Leonard Swett (August 11, 1825 – June 8, 1889) was a civil and criminal lawyer who advised and assisted Abraham Lincoln throughout the president's political career.

==Early life==
Swett was born in 1825 near Turner, Maine and educated at North Yarmouth Academy and Colby College, although he did not earn a degree. Swett read law in Portland, Maine and enlisted in the army to serve in the Mexican-American War. After the war, he settled in Bloomington, Illinois. In 1865, he settled in Chicago.

==Political activity==
Swett and Ward Hill Lamon, along with another Lincoln associate, David Davis, helped engineer Lincoln's nomination at the 1860 Republican National Convention, according to the 1949 doctoral thesis Ward Hill Lamon: Lincoln's Particular Friend, written by Lavern Marshall Hamand at the Graduate College of the University of Illinois.

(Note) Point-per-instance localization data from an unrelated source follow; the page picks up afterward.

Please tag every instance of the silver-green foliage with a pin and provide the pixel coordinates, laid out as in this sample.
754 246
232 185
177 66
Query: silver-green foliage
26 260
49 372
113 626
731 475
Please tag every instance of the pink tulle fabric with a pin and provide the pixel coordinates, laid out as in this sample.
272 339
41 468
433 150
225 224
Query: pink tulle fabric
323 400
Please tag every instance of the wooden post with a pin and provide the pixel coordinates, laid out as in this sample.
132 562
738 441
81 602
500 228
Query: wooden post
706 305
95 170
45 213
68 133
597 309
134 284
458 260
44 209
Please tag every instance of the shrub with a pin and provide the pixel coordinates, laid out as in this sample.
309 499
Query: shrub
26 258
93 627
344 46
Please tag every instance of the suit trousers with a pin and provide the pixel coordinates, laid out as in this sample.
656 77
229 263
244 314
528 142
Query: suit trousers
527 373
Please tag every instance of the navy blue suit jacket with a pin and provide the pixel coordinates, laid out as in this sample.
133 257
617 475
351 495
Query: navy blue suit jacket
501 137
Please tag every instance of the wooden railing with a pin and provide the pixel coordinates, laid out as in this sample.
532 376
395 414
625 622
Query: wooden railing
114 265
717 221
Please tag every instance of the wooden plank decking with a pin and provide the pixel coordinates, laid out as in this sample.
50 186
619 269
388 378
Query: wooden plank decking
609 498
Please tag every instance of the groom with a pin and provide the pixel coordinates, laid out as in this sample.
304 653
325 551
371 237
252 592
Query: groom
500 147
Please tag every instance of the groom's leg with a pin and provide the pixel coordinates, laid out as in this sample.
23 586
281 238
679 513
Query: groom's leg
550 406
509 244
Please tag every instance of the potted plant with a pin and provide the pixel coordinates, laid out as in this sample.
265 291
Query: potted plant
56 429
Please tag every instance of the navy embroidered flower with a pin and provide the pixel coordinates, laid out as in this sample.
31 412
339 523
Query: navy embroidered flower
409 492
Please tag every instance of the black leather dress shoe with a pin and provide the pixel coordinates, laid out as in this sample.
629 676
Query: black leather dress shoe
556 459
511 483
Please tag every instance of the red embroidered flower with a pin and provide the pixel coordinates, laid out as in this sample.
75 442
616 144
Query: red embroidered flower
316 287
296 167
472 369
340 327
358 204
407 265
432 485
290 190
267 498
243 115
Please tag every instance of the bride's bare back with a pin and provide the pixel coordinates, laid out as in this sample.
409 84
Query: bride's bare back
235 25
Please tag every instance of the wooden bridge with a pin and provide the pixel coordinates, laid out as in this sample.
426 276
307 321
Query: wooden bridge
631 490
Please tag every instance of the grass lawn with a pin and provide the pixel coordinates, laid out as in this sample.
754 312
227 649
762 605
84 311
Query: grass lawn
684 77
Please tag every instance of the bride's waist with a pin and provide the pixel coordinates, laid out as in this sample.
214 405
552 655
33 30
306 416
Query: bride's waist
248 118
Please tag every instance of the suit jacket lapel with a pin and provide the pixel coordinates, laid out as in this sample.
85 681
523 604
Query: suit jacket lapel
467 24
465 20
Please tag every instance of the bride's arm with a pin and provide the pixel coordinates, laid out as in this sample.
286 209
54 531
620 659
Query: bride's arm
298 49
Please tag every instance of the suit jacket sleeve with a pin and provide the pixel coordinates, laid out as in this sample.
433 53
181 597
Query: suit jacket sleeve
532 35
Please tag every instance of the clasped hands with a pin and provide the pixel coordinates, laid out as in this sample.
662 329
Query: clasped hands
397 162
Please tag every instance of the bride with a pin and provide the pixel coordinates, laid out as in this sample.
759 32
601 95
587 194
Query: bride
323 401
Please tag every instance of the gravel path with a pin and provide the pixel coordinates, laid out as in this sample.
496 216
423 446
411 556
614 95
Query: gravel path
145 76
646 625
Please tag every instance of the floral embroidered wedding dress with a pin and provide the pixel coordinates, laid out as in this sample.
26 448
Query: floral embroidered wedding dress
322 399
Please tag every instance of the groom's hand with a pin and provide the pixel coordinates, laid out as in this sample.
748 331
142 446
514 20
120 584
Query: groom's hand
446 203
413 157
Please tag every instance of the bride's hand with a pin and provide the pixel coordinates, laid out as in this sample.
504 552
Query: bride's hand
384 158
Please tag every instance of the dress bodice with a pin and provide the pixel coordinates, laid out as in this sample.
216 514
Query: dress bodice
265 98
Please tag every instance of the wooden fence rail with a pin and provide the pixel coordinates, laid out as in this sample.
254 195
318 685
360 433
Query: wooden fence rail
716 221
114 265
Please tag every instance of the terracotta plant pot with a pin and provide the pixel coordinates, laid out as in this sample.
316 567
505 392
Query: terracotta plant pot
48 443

In 1863 Swett was dispatched to California with an order to seize the New Almaden Mine signed by President Lincoln. In addition to his federal duties he anticipated payment of $10,000 from a group of American investors, many either in or associated with the Lincoln administration, organized as the Quicksilver Mining Company who were engaged in an attempt to wrest control of the mine from Barron, Forbes Company, a British-Mexican firm that had been operating the mine for the previous 15 years. Their legal claim was pursued in the federal courts in several actions.

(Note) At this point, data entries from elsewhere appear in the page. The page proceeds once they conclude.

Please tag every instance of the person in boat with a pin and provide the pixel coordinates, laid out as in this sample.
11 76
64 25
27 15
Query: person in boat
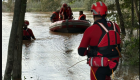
55 16
101 44
66 12
27 32
81 16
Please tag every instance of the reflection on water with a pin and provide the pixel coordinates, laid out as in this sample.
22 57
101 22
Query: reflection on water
52 53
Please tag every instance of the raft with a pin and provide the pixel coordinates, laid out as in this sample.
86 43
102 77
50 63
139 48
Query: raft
70 26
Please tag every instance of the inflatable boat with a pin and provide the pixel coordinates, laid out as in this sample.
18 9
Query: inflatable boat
70 26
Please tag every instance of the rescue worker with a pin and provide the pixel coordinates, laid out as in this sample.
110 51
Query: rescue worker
27 32
101 41
66 12
81 16
55 16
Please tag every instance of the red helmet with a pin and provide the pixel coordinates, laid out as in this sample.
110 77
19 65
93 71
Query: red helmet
26 22
64 5
99 8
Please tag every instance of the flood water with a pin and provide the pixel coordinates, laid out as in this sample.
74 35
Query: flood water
51 54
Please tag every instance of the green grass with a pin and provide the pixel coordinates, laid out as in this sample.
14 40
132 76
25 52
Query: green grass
77 9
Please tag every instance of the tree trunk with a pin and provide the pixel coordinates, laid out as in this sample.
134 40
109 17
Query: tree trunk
120 17
17 65
136 8
132 10
12 41
139 27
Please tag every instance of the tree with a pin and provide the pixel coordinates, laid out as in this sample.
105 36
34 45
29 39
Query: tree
15 42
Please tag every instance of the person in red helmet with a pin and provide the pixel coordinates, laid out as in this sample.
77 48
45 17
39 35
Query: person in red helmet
101 44
27 32
55 16
66 12
81 16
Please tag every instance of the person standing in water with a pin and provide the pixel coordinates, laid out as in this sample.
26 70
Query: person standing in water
27 32
101 43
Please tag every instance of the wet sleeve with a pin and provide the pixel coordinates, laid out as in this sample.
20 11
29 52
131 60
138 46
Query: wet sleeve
82 49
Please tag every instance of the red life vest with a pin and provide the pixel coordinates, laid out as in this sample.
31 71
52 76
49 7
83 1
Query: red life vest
82 16
108 42
56 18
66 12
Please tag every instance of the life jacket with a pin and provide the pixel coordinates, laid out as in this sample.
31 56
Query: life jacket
108 42
82 16
67 13
26 35
56 18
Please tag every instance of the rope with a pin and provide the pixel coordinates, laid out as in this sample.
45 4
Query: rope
77 63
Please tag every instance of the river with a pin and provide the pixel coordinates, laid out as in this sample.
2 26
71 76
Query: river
51 54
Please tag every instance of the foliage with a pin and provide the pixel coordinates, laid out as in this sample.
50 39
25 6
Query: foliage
43 5
131 51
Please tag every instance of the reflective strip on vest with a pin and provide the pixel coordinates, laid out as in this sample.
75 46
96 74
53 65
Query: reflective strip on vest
103 27
91 61
82 16
102 62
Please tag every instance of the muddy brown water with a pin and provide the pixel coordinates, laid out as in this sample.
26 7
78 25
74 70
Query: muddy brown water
52 53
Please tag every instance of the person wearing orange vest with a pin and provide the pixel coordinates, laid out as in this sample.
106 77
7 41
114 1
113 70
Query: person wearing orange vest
55 16
27 32
101 44
66 12
82 16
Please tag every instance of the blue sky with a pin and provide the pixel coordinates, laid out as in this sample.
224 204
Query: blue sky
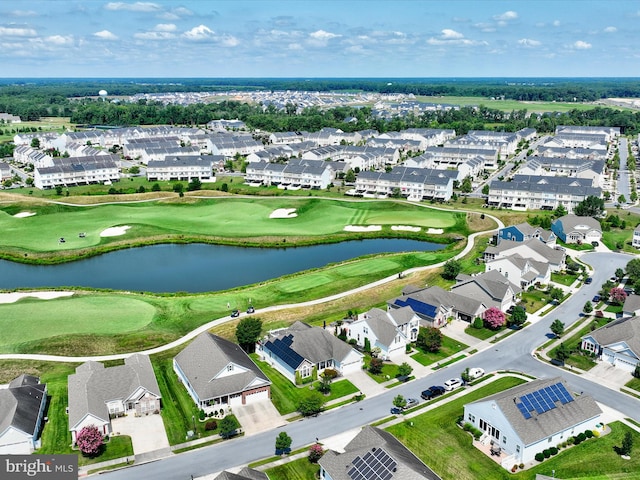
319 38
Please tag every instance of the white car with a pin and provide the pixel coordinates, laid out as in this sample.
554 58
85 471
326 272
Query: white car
452 384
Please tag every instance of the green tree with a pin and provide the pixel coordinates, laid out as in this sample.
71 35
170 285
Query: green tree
591 206
310 403
557 328
451 269
399 401
283 442
228 426
248 332
429 339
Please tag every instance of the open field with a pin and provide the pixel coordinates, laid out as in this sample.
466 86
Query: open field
244 221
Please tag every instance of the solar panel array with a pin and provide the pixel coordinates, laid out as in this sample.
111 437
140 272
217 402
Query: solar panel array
374 465
543 400
282 348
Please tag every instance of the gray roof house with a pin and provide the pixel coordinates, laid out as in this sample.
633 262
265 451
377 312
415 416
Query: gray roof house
617 343
301 352
531 417
97 394
491 288
575 229
217 372
22 406
374 450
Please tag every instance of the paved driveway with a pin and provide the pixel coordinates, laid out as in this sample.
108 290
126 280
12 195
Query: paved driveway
258 416
147 433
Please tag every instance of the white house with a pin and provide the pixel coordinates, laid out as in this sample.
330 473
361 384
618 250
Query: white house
22 407
390 331
97 394
302 352
532 417
617 343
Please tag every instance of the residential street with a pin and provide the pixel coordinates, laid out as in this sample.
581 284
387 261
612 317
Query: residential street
513 353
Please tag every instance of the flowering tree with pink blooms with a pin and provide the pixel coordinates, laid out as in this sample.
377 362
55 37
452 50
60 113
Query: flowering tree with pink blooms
617 295
494 318
89 441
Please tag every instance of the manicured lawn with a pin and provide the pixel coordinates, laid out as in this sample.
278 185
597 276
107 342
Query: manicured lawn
534 300
449 347
221 218
436 439
565 279
300 469
32 319
178 409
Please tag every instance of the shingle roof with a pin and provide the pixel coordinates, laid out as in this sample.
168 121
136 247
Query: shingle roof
544 425
20 404
369 440
209 355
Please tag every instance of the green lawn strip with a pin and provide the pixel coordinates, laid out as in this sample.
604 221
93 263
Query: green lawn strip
634 384
32 319
443 446
220 218
565 279
179 412
300 469
449 347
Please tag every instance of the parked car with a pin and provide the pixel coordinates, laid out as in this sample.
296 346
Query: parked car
411 402
452 384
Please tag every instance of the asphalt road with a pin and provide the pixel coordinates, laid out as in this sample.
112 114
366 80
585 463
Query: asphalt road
513 353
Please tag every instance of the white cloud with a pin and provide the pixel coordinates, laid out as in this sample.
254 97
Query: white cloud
15 31
105 35
506 16
448 34
322 35
165 27
201 32
529 42
580 45
133 7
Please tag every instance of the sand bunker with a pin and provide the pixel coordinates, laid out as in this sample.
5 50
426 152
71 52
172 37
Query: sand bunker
115 231
284 213
360 228
407 228
15 296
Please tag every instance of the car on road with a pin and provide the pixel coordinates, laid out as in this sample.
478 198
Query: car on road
411 402
452 384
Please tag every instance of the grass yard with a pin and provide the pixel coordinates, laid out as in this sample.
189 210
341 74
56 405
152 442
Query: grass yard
221 219
300 469
31 319
449 347
565 279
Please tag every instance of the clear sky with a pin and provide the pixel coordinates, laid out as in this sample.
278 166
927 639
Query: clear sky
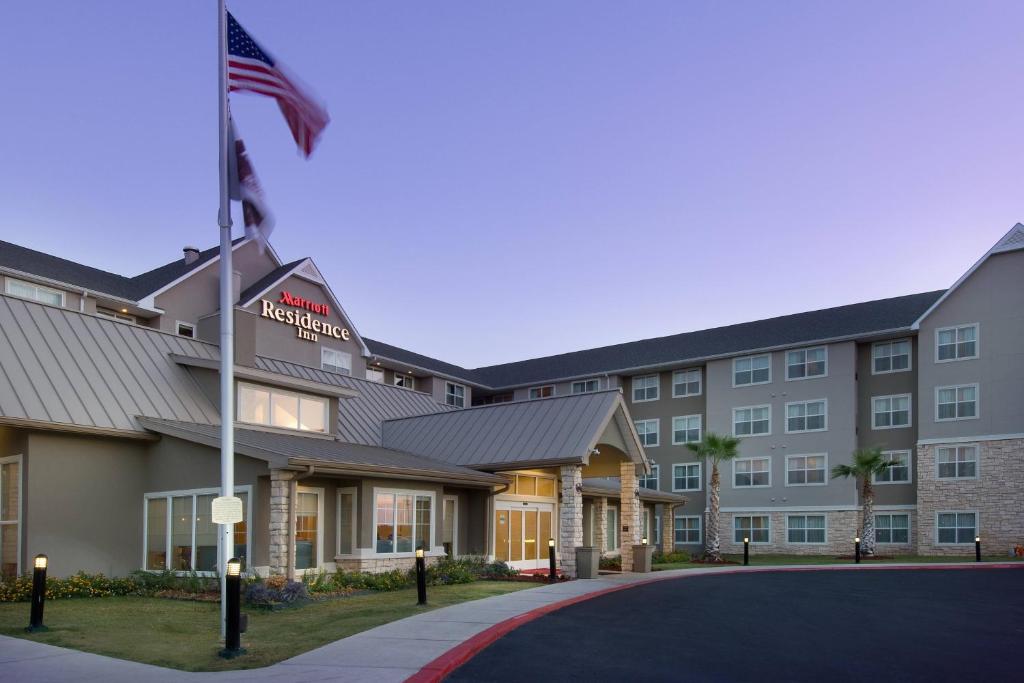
506 180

At the time Lincoln signed the order seizing the mine, unbeknownst to him, the matter was still in litigation before the United States Supreme Court. It was represented to Lincoln that the current operators of the mine were squatters upon lands of the United States. The sweeping order, which could arguably be viewed as assertion of the right to seize any mining property on the lands of the United States, was received with dismay and outrage in California and Nevada. California, as of 1863, was not firmly in the Union camp. Its enforcement was blocked by General George Wright, commander of the Department of the Pacific, a decision reinforced by a subsequent order of Henry Halleck General in Chief of the Union Armies, who believed the order to have been "surreptitiously obtained." Lincoln, mindful of confederate sentiment in California, apologized and attempted to explain the limited nature of the warrant. Swett subsequently played a diminished political role.

Swett is portrayed by the actor Ryan Honey in the 2012 movie Saving Lincoln, which tells President Lincoln's story through the eyes of Ward Hill Lamon, a former law partner of Lincoln who also served as his primary bodyguard during the Civil War.

In the 2017 documentary film The Gettysburg Address, Swett is portrayed by actor Michael C. Hall.